36. The principle of conservativism in changing one’s theory is a deeply held norm in science. As we have seen, Popper held that—other things being equal—we ought to give heavy deference to those theories that have survived longer or are better “entrenched.” Quine too has held (on practical grounds) that we may legitimately prefer those ideas that do least violence to our other existing beliefs.
37. There are still several problems to be worked out here. For one thing, even if pragmatic vindication may provide a bulwark against certainty, what can it say about whether warranted beliefs are more probable in light of the evidence? Remember that probability is undermined by the inductive observation that we cannot be sure that the piece of the world we have sampled so far is representative of the rest of it. But couldn’t we say that, if it is not, then no belief is warranted, but if it is then our belief is at least as well warranted as any other? For further details, see my “A Pragmatic Vindication of Warranted Belief” (work in progress).
38. Descartes worried that our senses were potentially unreliable owing to the possibility that we were perpetually dreaming or could be duped by
an evil genius.
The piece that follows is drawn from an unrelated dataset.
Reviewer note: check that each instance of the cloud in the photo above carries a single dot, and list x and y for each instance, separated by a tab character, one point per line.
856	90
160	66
Goodman—through his famous “New Riddle of Induction”—worried that we could not even be sure that the predicates we were using (like “green” and “blue”) were superior to fabricated ones (like “grue” and “bleen”) that may be equally well-supported by empirical evidence. See Nelson Goodman, Fact, Fiction, and Forecast (Cambridge, MA: Harvard University Press, 1955).
39. If the point of defending the warrant of induction is not just to show that scientists know X, but to show that they must know that they know X, isn’t this just to give in to the demand for certainty that is based on one of the misconceptions about science?
40. See, e.g., the letter signed by 255 members of the US National Academy of Sciences that I mentioned on the first page of this book.